WILKES-BARRE — So what does the governor’s office have to say about the argument Hugo Selenski’s attorneys tried to use in court? Is the gover...
death penalty

WILKES-BARRE -- So what does the governor's office have to say about the argument Hugo Selenski's attorneys tried to use in court?

Is the governor's moratorium meant to help prevent death sentences?

The governor's office tells us nothing has changed when it comes to prosecutors seeking the death penalty. It's still a punishment under Pennsylvania law. The only difference is now the executions themselves are on hold while Pennsylvania's capital punishment system is under review.

The governor is requesting no change from prosecutors, judges, or juries.

While jurors consider the death penalty for Hugo Selenski only days after the governor issued a moratorium on executions in Pennsylvania. The governor's office says that move should have no impact on this case now.

Former Luzerne County district attorney Peter Paul Olszewski agrees.

"I think the judge correctly ruled is what Governor Wolf has done, is put a moratorium on executions, that is the killing of individuals sentenced to death. He did not, nor does he have the power to, repeal death penalty legislation," Olszewski said.

Olszewski was the last D.A. to successfully seek a death sentence in Luzerne County. He prosecuted Michael Bardo in 1993 and got a jury to sentence Bardo to death for killing his 3-year-old niece and dumping her body.

But like most others on death row, Bardo was never executed. On appeal, his death sentence was overturned nearly two decades later. His sentence is still in limbo.
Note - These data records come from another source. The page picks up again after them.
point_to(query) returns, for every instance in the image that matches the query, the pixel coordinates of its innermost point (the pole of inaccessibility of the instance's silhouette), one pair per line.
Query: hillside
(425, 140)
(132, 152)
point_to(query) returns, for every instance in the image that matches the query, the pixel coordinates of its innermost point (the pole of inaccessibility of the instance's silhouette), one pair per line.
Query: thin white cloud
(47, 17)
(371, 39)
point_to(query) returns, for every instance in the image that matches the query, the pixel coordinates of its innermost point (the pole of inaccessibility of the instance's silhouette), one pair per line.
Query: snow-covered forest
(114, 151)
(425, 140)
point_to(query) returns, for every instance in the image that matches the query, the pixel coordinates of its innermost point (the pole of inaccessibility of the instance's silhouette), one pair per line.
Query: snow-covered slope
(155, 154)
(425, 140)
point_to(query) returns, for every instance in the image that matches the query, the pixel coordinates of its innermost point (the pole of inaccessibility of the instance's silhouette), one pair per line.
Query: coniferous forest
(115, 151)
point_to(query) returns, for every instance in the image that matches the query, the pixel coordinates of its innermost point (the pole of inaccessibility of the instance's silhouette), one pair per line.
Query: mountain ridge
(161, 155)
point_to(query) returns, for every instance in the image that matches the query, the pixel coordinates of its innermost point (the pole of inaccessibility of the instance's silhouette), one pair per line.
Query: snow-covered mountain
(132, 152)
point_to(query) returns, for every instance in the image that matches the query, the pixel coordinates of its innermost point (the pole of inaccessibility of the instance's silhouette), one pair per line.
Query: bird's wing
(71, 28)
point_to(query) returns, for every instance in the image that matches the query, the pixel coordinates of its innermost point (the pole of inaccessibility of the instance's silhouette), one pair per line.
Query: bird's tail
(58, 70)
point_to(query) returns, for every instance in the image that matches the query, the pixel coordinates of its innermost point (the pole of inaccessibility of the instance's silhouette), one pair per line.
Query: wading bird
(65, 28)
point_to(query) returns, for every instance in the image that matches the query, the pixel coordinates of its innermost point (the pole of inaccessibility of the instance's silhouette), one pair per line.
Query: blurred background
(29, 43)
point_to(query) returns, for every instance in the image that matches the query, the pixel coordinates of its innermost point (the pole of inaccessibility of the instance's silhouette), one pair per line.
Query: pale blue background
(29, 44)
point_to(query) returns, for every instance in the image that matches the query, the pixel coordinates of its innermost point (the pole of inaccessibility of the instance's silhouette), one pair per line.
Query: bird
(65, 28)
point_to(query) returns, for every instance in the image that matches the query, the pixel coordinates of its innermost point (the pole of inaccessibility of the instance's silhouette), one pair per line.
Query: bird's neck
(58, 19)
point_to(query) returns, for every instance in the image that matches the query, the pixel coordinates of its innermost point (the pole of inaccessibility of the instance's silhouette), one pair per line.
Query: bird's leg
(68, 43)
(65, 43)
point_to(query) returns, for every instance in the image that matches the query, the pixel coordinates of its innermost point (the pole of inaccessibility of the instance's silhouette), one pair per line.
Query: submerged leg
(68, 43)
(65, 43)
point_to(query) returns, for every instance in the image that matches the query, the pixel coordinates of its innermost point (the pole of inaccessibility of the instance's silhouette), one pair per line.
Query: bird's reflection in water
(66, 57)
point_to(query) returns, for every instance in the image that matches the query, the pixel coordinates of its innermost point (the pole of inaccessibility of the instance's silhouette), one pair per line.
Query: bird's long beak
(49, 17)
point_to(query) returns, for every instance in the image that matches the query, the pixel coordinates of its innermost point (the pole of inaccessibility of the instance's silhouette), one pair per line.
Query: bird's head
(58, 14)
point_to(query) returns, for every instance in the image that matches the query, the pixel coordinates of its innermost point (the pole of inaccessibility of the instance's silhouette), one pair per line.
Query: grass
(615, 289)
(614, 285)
"While Pennsylvania has a death penalty statute on the books, Pennsylvania essentially has no death penalty," Olszewski said.
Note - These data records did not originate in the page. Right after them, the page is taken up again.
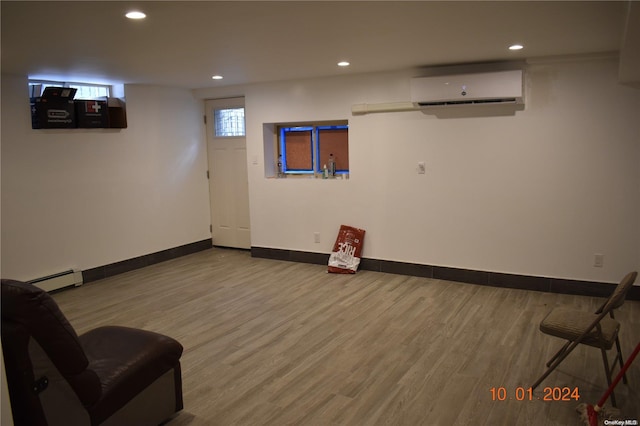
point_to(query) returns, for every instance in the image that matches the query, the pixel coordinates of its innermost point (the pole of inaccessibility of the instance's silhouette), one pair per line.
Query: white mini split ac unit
(487, 88)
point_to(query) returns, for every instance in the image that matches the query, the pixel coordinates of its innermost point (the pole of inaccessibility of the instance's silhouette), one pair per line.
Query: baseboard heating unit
(60, 280)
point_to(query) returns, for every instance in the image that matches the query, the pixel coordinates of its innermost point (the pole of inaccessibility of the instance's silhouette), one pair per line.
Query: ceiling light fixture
(135, 14)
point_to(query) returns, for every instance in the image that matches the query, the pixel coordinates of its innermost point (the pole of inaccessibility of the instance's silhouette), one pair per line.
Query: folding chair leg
(620, 360)
(557, 359)
(607, 371)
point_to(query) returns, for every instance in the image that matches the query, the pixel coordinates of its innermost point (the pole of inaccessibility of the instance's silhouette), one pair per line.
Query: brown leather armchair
(108, 376)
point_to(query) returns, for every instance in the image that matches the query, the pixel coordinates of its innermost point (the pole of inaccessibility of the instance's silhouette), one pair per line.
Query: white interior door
(228, 180)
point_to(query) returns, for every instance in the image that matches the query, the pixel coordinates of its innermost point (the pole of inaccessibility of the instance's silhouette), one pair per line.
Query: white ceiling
(183, 43)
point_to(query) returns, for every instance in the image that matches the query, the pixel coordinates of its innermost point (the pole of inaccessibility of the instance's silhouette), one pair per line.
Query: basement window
(305, 148)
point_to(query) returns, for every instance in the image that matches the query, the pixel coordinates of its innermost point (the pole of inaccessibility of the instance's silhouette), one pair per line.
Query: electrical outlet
(598, 260)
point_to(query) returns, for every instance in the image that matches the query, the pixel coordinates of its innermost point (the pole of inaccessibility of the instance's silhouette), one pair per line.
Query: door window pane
(229, 122)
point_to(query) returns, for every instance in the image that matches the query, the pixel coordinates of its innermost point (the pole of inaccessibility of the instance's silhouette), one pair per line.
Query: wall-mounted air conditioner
(487, 88)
In issuing a moratorium, Governor Tom Wolf cited an endless cycle of court proceedings that he says makes the death penalty in the state ineffective.

He suspended executions here until a review of the state's system is complete.

Now, 20 years after Olszewski secured a death sentence for Bardo, he's glad the governor took action, but also happy it has no impact right now on a case like Selenski's.

"Clearly the Pennsylvania system is broken. It needs to be fixed and the people of Pennsylvania will have to decide if we want to have a death penalty or not and if we do there should be executions."

According the governor's moratorium, if Hugo Selenski is sentenced to death, that sentence will stand. He could not be executed until that moratorium is lifted.

Three people have been executed in Pennsylvania since the death penalty was reinstated in 1976.